Rattenbefall? Schwere Verschmutzung an Osnabrücker Ertmanstraße

Von Frederik Tebbe


Osnabrück . Auf Grundstücken der Abeken- und der Ertmanstraße ist es in letzter Zeit zu einer schweren Verschmutzung gekommen, die womöglich Ratten anzieht. Nach der Klage eines Anwohners wollen Stadt und Wohnungsunternehmen den Müll beseitigen und Köder auslegen.

Jens Klöntrup wohnt nicht in der Ertmanstraße, aber er durchquert sie regelmäßig. Seit einiger Zeit bemängelt er, dass einige Grundstücke dort und an der angrenzenden Abekenstraße im Zuge von Renovierungsarbeiten, die seit Frühjahr 2017 laufen, schwer verschmutzt sind. Neben Abfällen, die durch die Baumaßnahmen entstanden sind, haben sich auch große Mengen Hausmüll angesammelt: aufgerissene Säcke, Einkaufstüten, Plastik, Papier, Flaschen, sogar Windeln. Die verschmutzten Grundstücke auf dem Schölerberg gehören dem Wohnungsunternehmen Vonovia mit Sitz in Bochum.

Bereits im Herbst hat der Anwohner im Bürgerforum Schölerberg auf die Zustände hingewiesen. Die Stadt Osnabrück habe die Ertmanstraße daraufhin im Oktober überprüft, aber außer Laub auf dem Gehweg keine nennenswerten Verschmutzungen feststellen können. Als Jens Klöntrup Ende Januar 2018 bemerkt hat, dass der abgelagerte Hausmüll inzwischen Ratten anziehe, hat er bei der Staatsanwaltschaft Osnabrück Strafanzeige gegen Unbekannt erstattet.

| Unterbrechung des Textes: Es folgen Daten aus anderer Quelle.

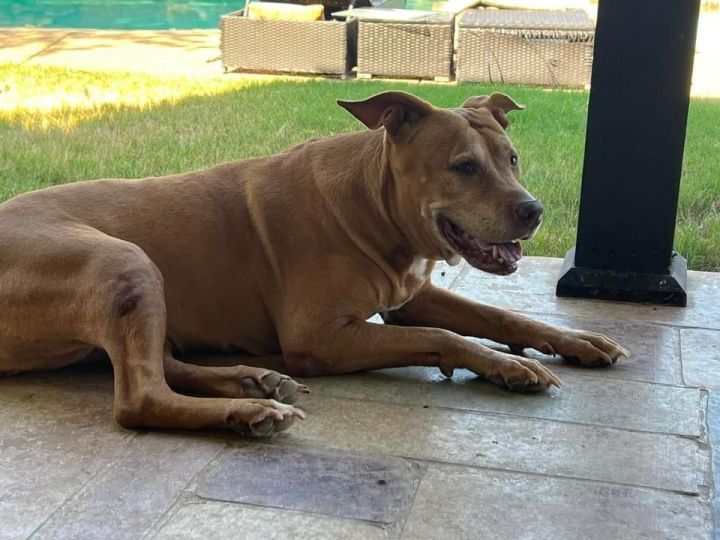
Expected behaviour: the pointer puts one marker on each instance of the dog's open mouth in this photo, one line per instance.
(496, 258)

Verschmutzung durch Sturmtief

„Die Arbeiten an der Ertmanstraße dauern noch an“, sagt Bettina Benner, Pressesprecherin von Vonovia auf Nachfragen unserer Redaktion. Zu der starken Verschmutzung sei es unter anderem deshalb gekommen, weil die Baustoffe, die in Containern gelagert waren, durch das Sturmtief Friederike auf den Grundstücken verteilt wurden. Grundsätzlich lasse Vonovia diese Container in regelmäßigen Abständen leeren. Dieser Turnus solle jedoch nun noch mal überprüft werden. Ein Teil des Hausmülls liege darüber hinaus auf öffentlichen Flächen, für die das Wohnungsunternehmen nicht zuständig ist. Dies lade wiederum dazu ein, weiteren Unrat dort abzulegen. Benner bezeichnet dies als „Mülltourismus“: „Den gibt es an vielen Baustellen.“ Vonovia wolle sich aber darum kümmern, dass der Müll in der Ertmanstraße entfernt werde.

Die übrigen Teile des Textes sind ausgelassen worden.